Établi dans la région de Phoenix après avoir accroché ses patins au terme de la saison 2005-2006, Savage a pris la direction de Salzbourg, en Autriche, avec sa famille, en 2015-2016, après qu’il eut accepté un poste d’entraîneur au développement des joueurs avec l’académie du FC Red Bull de Salzbourg.

Cette expérience fut assurément enrichissante autant sur le plan culturel que sportif pour lui, mais également pour ses trois fils, qui ont évolué au sein du programme pendant un an. Redmond, le cadet, en a même profité pour aider le Sélect d’Autriche à remporter le Tournoi international de hockey pee-wee de Québec en 2016, dans la classe International B, grâce à une récolte de 16 points en seulement cinq parties.

Après un an, les Savage ont refait leurs valises et ont opté pour la région de Detroit.

«C’est une excellente ville de hockey et c’est au centre de tout. On est à quatre heures de Chicago, Toronto, Pittsburgh et plusieurs autres villes.

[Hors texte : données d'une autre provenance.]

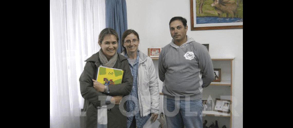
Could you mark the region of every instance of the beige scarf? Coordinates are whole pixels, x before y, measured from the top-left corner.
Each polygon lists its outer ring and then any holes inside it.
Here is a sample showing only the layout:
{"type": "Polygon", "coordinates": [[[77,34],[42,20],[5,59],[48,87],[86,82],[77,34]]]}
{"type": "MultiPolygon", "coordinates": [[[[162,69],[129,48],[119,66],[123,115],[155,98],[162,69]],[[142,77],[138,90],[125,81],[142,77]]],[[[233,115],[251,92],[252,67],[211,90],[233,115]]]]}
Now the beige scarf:
{"type": "MultiPolygon", "coordinates": [[[[109,68],[113,68],[114,67],[114,65],[116,63],[118,55],[118,54],[116,51],[114,54],[114,55],[108,61],[107,57],[103,53],[101,48],[99,51],[99,58],[102,63],[102,65],[109,68]]],[[[97,107],[97,108],[98,109],[98,116],[97,117],[98,127],[103,127],[103,126],[104,127],[106,127],[107,124],[108,123],[107,106],[103,105],[101,107],[97,107]]]]}
{"type": "Polygon", "coordinates": [[[118,54],[117,53],[116,51],[114,54],[114,55],[108,61],[107,57],[103,53],[102,48],[100,49],[100,51],[99,51],[99,58],[100,58],[100,60],[102,63],[102,65],[105,67],[113,68],[116,63],[117,57],[118,56],[118,54]]]}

On est près de mon plus vieux, Ryan, qui joue à l’Université de Miami en Ohio, tandis que Redmond joue pour le programme national de développement américain, dont les installations sont à une dizaine de minutes de la maison», dit Savage, qui accompagne cette semaine son plus jeune, Rory, qui évolue pour l’équipe Detroit Compuware dans la classe AAA du tournoi pee-wee de Québec.

Souvenirs de Montréal

De retour au tournoi pee-wee de Québec pour une troisième fois, Savage assure que le Québec revêt un cachet particulier pour lui. D’ailleurs, il prenait le temps de saluer les gens en français, jeudi, au Complexe sportif de Wendake, où le Detroit Compuware a disputé un match préparatoire.

«J’ai grandi à Montréal. J’y ai passé neuf ans de ma vie et c’est là qu’on a eu notre premier fils, Ryan, en 2000. Ce fut assurément la plus belle expérience hockey et culturelle de ma carrière. Si ce n’est pas le meilleur endroit au monde pour jouer au hockey, ce n’est pas loin. D’ailleurs, on y sera, samedi soir, pour le match contre les Stars de Dallas. Ça me permettra de revoir plusieurs visages connus, dont mon bon ami Vincent Damphousse», a-t-il mentionné.

Un bel avenir pour le CH

Même s’il s’est promené aux quatre coins de l’Occident au cours des dernières années, Savage assure continuer de suivre avec intérêt les activités du Tricolore.

En fait, il n’a pas vraiment le choix.

«Mes trois fils sont de grands partisans de l’équipe, mentionne-t-il en riant. Ils se battent pour une place en séries et ce ne sera pas facile pour eux, surtout avec la perte récente de Shea Weber. Par contre, ils semblent avoir un bel avenir devant eux», analyse celui qui reviendra possiblement cet été pour assister au repêchage de la LNH, présenté au Centre Bell les 26 et 27 juin. Un préambule, peut-être, à ce que vivra Redmond l’an prochain, lui qui sera admissible à la séance de sélection de 2021.

Et la rivalité

On ne pouvait évidemment pas profiter de la présence d’un ancien Canadien en sol québécois sans lui demander de fouiller dans ses souvenirs de la rivalité avec les Nordiques.

Savage n’a pas eu l’occasion de la vivre longtemps, puisque sa première saison complète dans la LNH a également été la dernière des Nordiques à Québec.

«Je me souviens qu’il y avait beaucoup de combats ! Cette rivalité était tellement intense. Je me souviens des nombreuses batailles qu’on avait eues autant ici qu’à Montréal.»